Sri Lanka economic outlook remains weak amid Middle East crisis as external shocks, rising oil prices, and reserve constraints continue to pressure recovery prospects and limit policy flexibility.
Sri Lanka economic outlook remains weak amid Middle East crisis, warns Dr. Wijewardena
Sri Lanka economic outlook remains weak amid Middle East crisis, with mounting external pressures and structural vulnerabilities continuing to weigh on the country’s fragile recovery path. Former Central Bank Deputy Governor Dr. W.A. Wijewardena has cautioned that the current global environment, particularly developments in the Middle East, has significantly reduced Sri Lanka’s ability to sustain its recent economic gains.
Speaking at a recent webinar organised by the International Chamber of Commerce Sri Lanka and the Association of Chartered Certified Accountants, Dr. Wijewardena stressed that the country’s recovery trajectory remains highly exposed to unpredictable global shocks. He noted that while Sri Lanka recorded around 5 percent economic growth in 2025, such performance is unlikely to be repeated in 2026 and beyond under current conditions.
Sri Lanka economic outlook remains weak amid Middle East crisis, particularly due to rising geopolitical uncertainty and volatile energy markets. Dr. Wijewardena warned against overly optimistic assumptions that crises automatically create economic opportunities. He specifically rejected the notion that Sri Lanka could transform itself into a regional aviation or maritime hub comparable to Dubai, stating that not all crises translate into structural economic advantages.
According to him, only predictable, one-off disruptions—such as Cyclone Ditwah—can be leveraged for targeted recovery planning. In contrast, ongoing geopolitical tensions in the Middle East are highly unpredictable and introduce sustained uncertainty into trade, energy pricing, and financial stability.
A key concern highlighted by Dr. Wijewardena relates to Sri Lanka’s foreign reserve position. He noted that although official figures indicate relatively strong reserve levels, a significant portion is not fully usable for immediate economic needs. Sri Lanka’s reserves reportedly include around US$1.4 billion received through a swap arrangement with the People’s Bank of China, which cannot be freely deployed.
Sri Lanka economic outlook remains weak amid Middle East crisis, as Dr. Wijewardena explained that these swap funds are denominated in yuan, while most of the country’s import obligations are settled in US dollars. This currency mismatch further limits the practical usability of reserves during periods of external stress.

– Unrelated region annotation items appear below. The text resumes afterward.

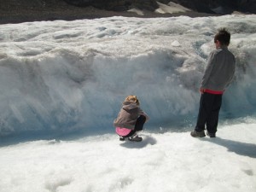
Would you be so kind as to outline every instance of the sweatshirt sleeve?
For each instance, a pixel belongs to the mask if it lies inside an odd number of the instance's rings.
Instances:
[[[201,89],[206,89],[206,84],[207,84],[210,76],[211,76],[211,73],[213,67],[213,64],[214,64],[214,61],[215,61],[215,52],[212,51],[210,53],[209,58],[207,60],[207,68],[205,70],[202,80],[201,80]]]

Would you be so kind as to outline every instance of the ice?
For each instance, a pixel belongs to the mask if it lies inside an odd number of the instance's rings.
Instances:
[[[255,127],[247,119],[221,125],[216,138],[143,131],[138,143],[104,134],[2,147],[0,191],[254,192]]]
[[[255,15],[0,26],[0,191],[256,190]],[[213,35],[236,59],[216,138],[189,136]],[[139,143],[112,125],[127,95]]]
[[[112,132],[131,94],[151,117],[148,130],[190,129],[219,27],[230,31],[237,61],[220,121],[254,115],[255,26],[255,15],[2,25],[0,136]]]

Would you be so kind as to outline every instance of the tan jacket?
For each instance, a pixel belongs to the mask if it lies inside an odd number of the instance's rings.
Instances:
[[[136,121],[140,115],[146,117],[146,120],[149,118],[135,102],[125,102],[119,113],[118,117],[113,121],[115,127],[122,127],[127,129],[134,129]]]

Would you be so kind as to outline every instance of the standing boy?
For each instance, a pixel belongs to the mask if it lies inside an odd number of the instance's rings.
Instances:
[[[215,137],[222,95],[230,84],[235,73],[235,56],[229,51],[230,33],[224,28],[220,29],[214,37],[216,49],[211,52],[207,66],[202,78],[200,92],[201,93],[197,123],[190,135],[203,137],[205,125],[207,134]]]

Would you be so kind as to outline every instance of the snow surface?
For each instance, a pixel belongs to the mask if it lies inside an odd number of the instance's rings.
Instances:
[[[147,129],[191,129],[223,26],[232,33],[237,67],[220,121],[255,114],[255,15],[1,25],[0,137],[109,133],[131,94],[151,117]]]
[[[255,192],[256,122],[218,137],[143,132],[41,140],[0,148],[1,192]]]
[[[218,137],[193,138],[219,27],[236,79]],[[255,192],[255,15],[1,25],[0,191]],[[112,124],[131,94],[150,117],[140,143]]]
[[[168,4],[163,4],[159,2],[157,2],[157,3],[160,8],[157,9],[155,12],[160,14],[175,14],[191,11],[191,9],[172,2],[170,2]]]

He further cautioned that the remaining usable reserves—estimated at around US$5.6 billion—may not be sufficient to manage emerging risks, particularly if global oil prices continue to rise. With Brent crude reaching approximately US$107 per barrel as of April 27, 2026, pressure on import bills is expected to intensify in the coming months.
Sri Lanka economic outlook remains weak amid Middle East crisis, especially as rising oil prices directly impact transportation costs, electricity generation, and overall inflation. Dr. Wijewardena warned that sustained high energy prices will make it increasingly difficult for the government to maintain fuel subsidies, potentially forcing a policy shift that could affect household costs and business operations.

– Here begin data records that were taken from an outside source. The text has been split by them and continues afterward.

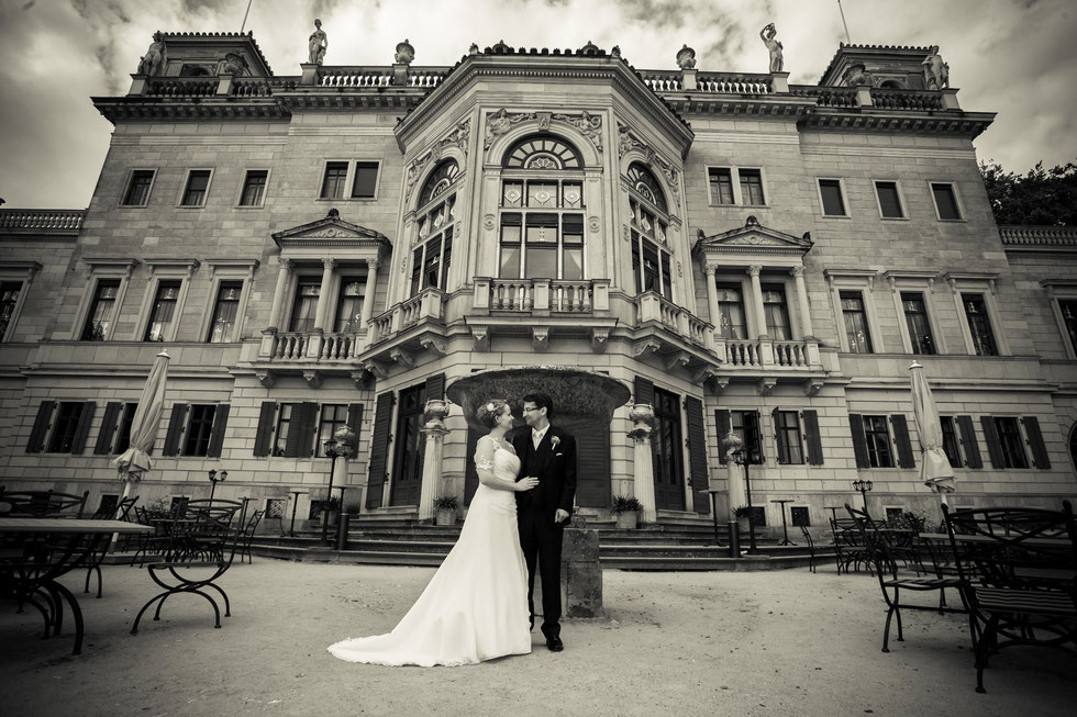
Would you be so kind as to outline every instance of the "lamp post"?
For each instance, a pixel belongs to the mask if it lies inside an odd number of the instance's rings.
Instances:
[[[215,469],[211,468],[209,471],[209,477],[210,477],[210,503],[212,503],[213,494],[216,493],[216,484],[222,482],[224,479],[226,479],[229,477],[229,472],[221,471],[220,473],[218,473]]]
[[[864,512],[867,513],[867,494],[871,491],[871,481],[853,481],[853,490],[861,492],[861,497],[864,498]]]

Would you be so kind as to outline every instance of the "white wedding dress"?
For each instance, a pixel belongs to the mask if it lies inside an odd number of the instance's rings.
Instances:
[[[519,472],[520,459],[499,447],[493,474],[514,481]],[[388,635],[347,639],[329,651],[370,664],[473,664],[531,652],[528,620],[515,493],[480,483],[459,540],[400,624]]]

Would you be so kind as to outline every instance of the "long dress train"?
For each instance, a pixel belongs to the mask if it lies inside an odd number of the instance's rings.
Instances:
[[[515,480],[520,459],[498,448],[493,473]],[[460,665],[531,652],[528,568],[515,494],[479,484],[459,540],[403,619],[387,635],[329,647],[349,662]]]

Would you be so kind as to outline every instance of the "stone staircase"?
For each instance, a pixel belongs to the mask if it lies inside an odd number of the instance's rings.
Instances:
[[[758,554],[729,556],[725,526],[714,529],[699,520],[619,530],[612,522],[588,520],[588,528],[599,534],[602,568],[618,570],[692,571],[692,570],[776,570],[807,567],[810,560],[806,545],[779,546],[777,539],[758,538]],[[257,536],[254,554],[304,562],[338,562],[386,565],[440,565],[456,544],[460,525],[421,525],[397,516],[363,516],[349,526],[347,550],[321,544],[320,533],[296,537]],[[742,549],[747,539],[742,536]],[[817,565],[833,559],[833,550],[815,548]]]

He emphasized that fiscal space is already constrained and that continued reliance on subsidies may not be sustainable without broader revenue adjustments. In this context, he suggested that the government should consider reallocating part of its recent revenue gains to cushion the impact of rising fuel costs on the public.
Sri Lanka recently exceeded the International Monetary Fund’s revenue target of 15 percent of GDP, achieving over 16 percent in government revenue last year. However, Dr. Wijewardena argued that such gains must be strategically deployed to strengthen resilience rather than simply offset short-term pressures.
Sri Lanka economic outlook remains weak amid Middle East crisis also due to structural vulnerabilities in policy response mechanisms. Dr. Wijewardena urged policymakers to focus on internal adjustments rather than relying on external conditions or speculative growth narratives. He stressed the importance of disciplined fiscal management, improved reserve utilization, and realistic planning in navigating external shocks.
He further highlighted that while headline indicators may suggest stability, underlying risks remain elevated. External debt exposure, import dependency, and energy vulnerability continue to constrain policy flexibility, making the economy highly sensitive to global price fluctuations.
Dr. Wijewardena’s remarks reflect growing concern among economists that Sri Lanka’s recovery remains uneven and heavily dependent on external conditions. While recent growth figures offer some optimism, structural weaknesses and external dependencies continue to limit long-term resilience.
Sri Lanka economic outlook remains weak amid Middle East crisis, with analysts increasingly calling for a more cautious and internally focused policy approach. Strengthening domestic capacity, improving energy efficiency, and ensuring more effective reserve management are seen as key priorities in the current environment.
As global uncertainty persists, particularly in energy and geopolitical markets, Sri Lanka’s ability to maintain stability will depend heavily on timely policy decisions and prudent economic management. Dr. Wijewardena’s warning underscores the urgency of addressing these challenges before external shocks further constrain recovery prospects.